We Engineer Environmental Science
May 2026 | Post-FY26 Earnings
Effwa was established in 2011 by Dr. Varsha Kamal and Mr. Subhash Kamal — both IIT alumni with M.Tech in Environmental Science. Dr. Varsha holds a PhD from Carleton University and won the Rajiv Gandhi Excellence Award. Their technical DNA allows Effwa to own the design architecture entirely in-house, shifting them from pure EPC contractors to technology partners.
Effwa operates in the most complex segment of water treatment: Zero Liquid Discharge (ZLD). Their reputation in the PSU and heavy industrial sector is immaculate. The team boasts an extraordinary record of executing 29+ projects for Tata Steel alone without a single delayed project penalty (Liquidated Damages). The demand for their highly specialized capabilities is now vastly exceeding their operational bandwidth.
Over ₹20,000+ Cr in projected capex is explicitly earmarked for ETP & ZLD infrastructure by Indian PSUs by 2030. Heavy industries (Steel, Power, Petrochemicals) are under severe pressure to upgrade legacy systems to meet modern environmental compliance. Effwa's specific niche—industrial effluent—is structurally growing faster than basic municipal water supply.

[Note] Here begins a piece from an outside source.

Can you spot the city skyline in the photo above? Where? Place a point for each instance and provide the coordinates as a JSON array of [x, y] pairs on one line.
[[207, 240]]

Exports stabilized at ~13% for FY26 as massive domestic orders took priority. By partnering strategically with infrastructure giants, Effwa is selectively executing projects in Africa and East Asia. Crucially, these international projects are 100% LC-backed, effectively eliminating receivables risk while yielding higher margin profiles.
The transition from basic compliance to mandatory resource recovery is here. CPCB and NGT mandates now legally restrict fresh water usage for 17 highly polluting industrial sectors to a maximum of just 10%. This regulatory hammer forces plants to adopt full Zero Liquid Discharge (ZLD) systems. For these industries, an operational Effwa ZLD plant is no longer a discretionary capex item; it is an existential requirement to prevent factory closure.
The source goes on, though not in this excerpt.